非侵襲的な脳刺激法「tDCS」の作用メカニズムに迫る
金沢大学は3月26日、健常成人男性において経頭蓋直流刺激(Transcranial direct-current stimulation:tDCS)による注意機能の改善にドパミン系神経伝達が関わることを明らかにしたと発表した。この研究は、同大学附属病院神経科精神科の深井美奈助教、子どものこころの発達研究センターの菊知充教授、浜松医科大学生体機能イメージング研究室の武内智康特任助教、尾内康臣教授らの共同研究グループによるもの。研究成果は、英国科学誌「Translational Psychiatry」のオンライン版に3月15日付で掲載された。
画像はリリースより
tDCSは頭皮上に置いた電極から極めて微弱な直流電気を流して脳を刺激する方法で、背外側前頭前野(DLPFC)への電気刺激は、主に前頭葉が司るとされる注意機能や,作業記憶・問題解決・衝動制御などを制御する機能である遂行機能を変化させることが報告されています。近年、非侵襲的な脳刺激法として広く受け入れられるようになったものの、その詳しい作用メカニズムは解明されていない。

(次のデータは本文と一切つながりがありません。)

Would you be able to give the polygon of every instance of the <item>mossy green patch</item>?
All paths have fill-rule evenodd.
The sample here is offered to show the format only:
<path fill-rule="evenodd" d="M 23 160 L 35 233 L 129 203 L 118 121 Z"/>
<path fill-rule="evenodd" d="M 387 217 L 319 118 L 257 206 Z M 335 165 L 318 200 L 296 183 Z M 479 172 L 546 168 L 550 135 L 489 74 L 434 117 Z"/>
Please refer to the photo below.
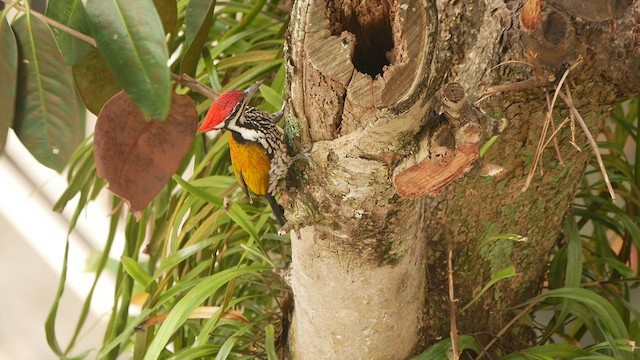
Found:
<path fill-rule="evenodd" d="M 481 239 L 496 236 L 502 232 L 498 224 L 490 221 L 484 224 L 484 231 Z M 498 240 L 493 241 L 486 246 L 478 249 L 478 254 L 487 262 L 489 262 L 491 274 L 511 266 L 511 254 L 513 252 L 513 241 Z"/>
<path fill-rule="evenodd" d="M 533 151 L 531 150 L 523 150 L 521 152 L 521 158 L 522 158 L 522 162 L 524 162 L 524 165 L 526 167 L 531 166 L 531 164 L 533 163 Z"/>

これまでに、いくつかの報告で、tDCSの効果はドパミンの分解酵素であるカテコール-O-メチルトランスフェラーゼの活性により変化すること、ドパミンの前駆物質であるレボドパの投与でtDCSの効果が変化すること、tDCSが脳内ドパミンを放出させることなど、tDCSが脳内ドパミン神経に与える影響が示されていた。しかし、tDCSによる脳内ドパミン系神経伝達の変化が、実際に注意機能や遂行機能の変化と関連するかどうかはこれまで検証されていなかった。
tDCSでドパミン放出を確認、ADHDへの臨床応用に期待
同研究グループは、DLPFCへのtDCS後、および、tDCSによる刺激とは異なる刺激を与えた比較実験としてsham刺激(生理的な意味のない刺激)後に、陽電子放出断層撮影(PET)によって脳内のドパミン放出を、心理機能検査(CANTAB)によって注意機能と遂行機能の変化をそれぞれ評価した。対象者は、20人の健常成人男性。PETの結果からは、tDCSにより右の腹側線条体でドパミンが放出されることが確認された。また、tDCSにより注意機能と遂行機能が強化されることが確認されたという。興味深いことに、PETによる右の腹側線条体でのドパミン放出が多いほど、注意機能も大きく強化されることが分かった。一方で、遂行機能の強化とドパミン放出にはこうした関連性は認められなかったという。このことは、tDCSによる注意機能の強化はドパミンの放出により起こっている可能性を示唆している。
今回の研究はtDCSの注意機能が強化される生理学的な機序を明らかにしたという点で極めて画期的で、世界初のものとなる。今後、脳内ドパミン伝達が減弱することで注意機能が低下する疾患として知られる注意欠陥多動性障害(ADHD)への臨床応用が期待されると研究グループは述べている。